0

I have 2 streams, one Order stream, other for booking all taxi available for booking after order was accepted and other for all taxi booked.

Order Stream :

  1. Order_id : string

  2. timeCreated : Timestamp

  3. region_id : string

Taxi Available Stream :

  1. taxi_ids : list[string]

  2. timeCreated : timestamp

  3. Order_id : string

Application Flow is basically, once the order is placed, system checks if this can be taken up and then we find all the available taxis from which user can choose, which is shown to the user.

the taxi-available stream event is created after order event by next 2 minutes. that is

timeCreated(Order) < timeCreated(taxi-available) < timeCreated(Order) + 2 Minutes

I want to calculate the aggregate for a 10 minute window, where I like to average all the no. of taxi available for a given region_id

My SQL look like this :

SELECT o.region_id, avg(length(ta.taxis))
FROM order o JOIN taxi_available ta 
     ON o.order_id=ta.order_id 
        AND 
       ta.timeCreated BETWEEN o.timeCreated AND o.timeCreated + INTERVAL '2' Minute
GROUP BY TUMBLE(o.timeCreated, INTERVAL '10' Minute), o.region_id

I like to know what is wrong in this approach, Does time-window joins work for aggregates??

My doubt is that

it seems the Tumble(o.timeCreated, INTERVAL '10' Minute) is operating on both streams and making my query calculate average for same 10 minute data on both,

i.e. say order-stream from 2:00 till 2:10 then the above computation should take 2:00 till 2:12 from taxi_available stream, but instead it took from 2:00 till 2:10 for both streams

In which case the events coming in last 2 minutes of order streams (which will find the taxi-available events coming in next 2 minutes) may not find matching row and this average is not actually for 10 minutes orders rather less than 10 minutes then!!,

If that is true ?? what can be done for this ?

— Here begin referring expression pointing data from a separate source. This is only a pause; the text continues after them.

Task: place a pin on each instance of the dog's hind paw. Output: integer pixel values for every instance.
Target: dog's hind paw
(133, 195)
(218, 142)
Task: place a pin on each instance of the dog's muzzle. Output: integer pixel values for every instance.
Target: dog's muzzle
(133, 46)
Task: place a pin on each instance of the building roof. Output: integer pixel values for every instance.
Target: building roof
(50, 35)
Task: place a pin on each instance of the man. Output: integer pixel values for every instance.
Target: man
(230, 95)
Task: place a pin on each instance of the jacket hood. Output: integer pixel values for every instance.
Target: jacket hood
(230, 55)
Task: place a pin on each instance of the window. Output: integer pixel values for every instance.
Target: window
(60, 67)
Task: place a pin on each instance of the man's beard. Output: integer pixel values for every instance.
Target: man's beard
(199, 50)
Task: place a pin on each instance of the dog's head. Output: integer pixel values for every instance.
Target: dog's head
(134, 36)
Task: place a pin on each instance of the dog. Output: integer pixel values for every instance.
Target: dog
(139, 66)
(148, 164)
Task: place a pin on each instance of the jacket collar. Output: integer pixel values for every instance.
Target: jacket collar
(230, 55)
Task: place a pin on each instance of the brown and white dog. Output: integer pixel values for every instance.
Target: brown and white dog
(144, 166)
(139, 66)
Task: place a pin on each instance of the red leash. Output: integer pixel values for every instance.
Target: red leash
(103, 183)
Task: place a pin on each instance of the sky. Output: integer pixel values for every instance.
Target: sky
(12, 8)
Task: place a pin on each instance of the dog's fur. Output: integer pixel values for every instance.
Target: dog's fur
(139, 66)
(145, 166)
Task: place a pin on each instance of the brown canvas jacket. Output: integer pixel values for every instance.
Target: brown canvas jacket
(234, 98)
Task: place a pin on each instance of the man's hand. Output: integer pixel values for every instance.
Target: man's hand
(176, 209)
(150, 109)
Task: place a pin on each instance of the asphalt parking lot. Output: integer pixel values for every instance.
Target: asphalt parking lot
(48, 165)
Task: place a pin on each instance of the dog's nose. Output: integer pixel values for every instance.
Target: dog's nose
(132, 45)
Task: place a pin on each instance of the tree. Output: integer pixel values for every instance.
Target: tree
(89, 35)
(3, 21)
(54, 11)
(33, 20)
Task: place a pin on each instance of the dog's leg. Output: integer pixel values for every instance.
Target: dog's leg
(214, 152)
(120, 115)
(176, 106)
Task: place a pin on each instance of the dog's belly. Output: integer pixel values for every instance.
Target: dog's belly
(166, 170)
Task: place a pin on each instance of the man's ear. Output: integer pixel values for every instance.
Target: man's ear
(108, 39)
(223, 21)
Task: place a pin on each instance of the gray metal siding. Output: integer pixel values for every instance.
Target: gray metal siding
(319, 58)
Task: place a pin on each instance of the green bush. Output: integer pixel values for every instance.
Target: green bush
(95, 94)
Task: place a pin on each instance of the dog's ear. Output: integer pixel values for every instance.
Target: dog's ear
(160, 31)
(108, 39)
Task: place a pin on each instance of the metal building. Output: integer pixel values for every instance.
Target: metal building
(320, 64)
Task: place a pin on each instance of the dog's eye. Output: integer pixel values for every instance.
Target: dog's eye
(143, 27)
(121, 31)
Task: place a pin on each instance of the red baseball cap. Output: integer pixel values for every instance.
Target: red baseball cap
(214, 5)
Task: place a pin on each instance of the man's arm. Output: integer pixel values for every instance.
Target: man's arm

  • Can you explain why you are concerned? Have you tried this query on some test data? – David Anderson Mar 23 '20 at 19:50
  • @DavidAnderson yes, we are using similar query, I did more analysis, what is happening is it takes 10 mins data for order stream and wait till 2 more minutes of available-taxi stream data and then publish it, basically the computation is correct, just the publish time is 2 mins after each tumble window. – Nipun Jindal Mar 25 '20 at 15:36
  • It sounds then like everything is working perfectly. – David Anderson Mar 25 '20 at 15:44

0 Answers0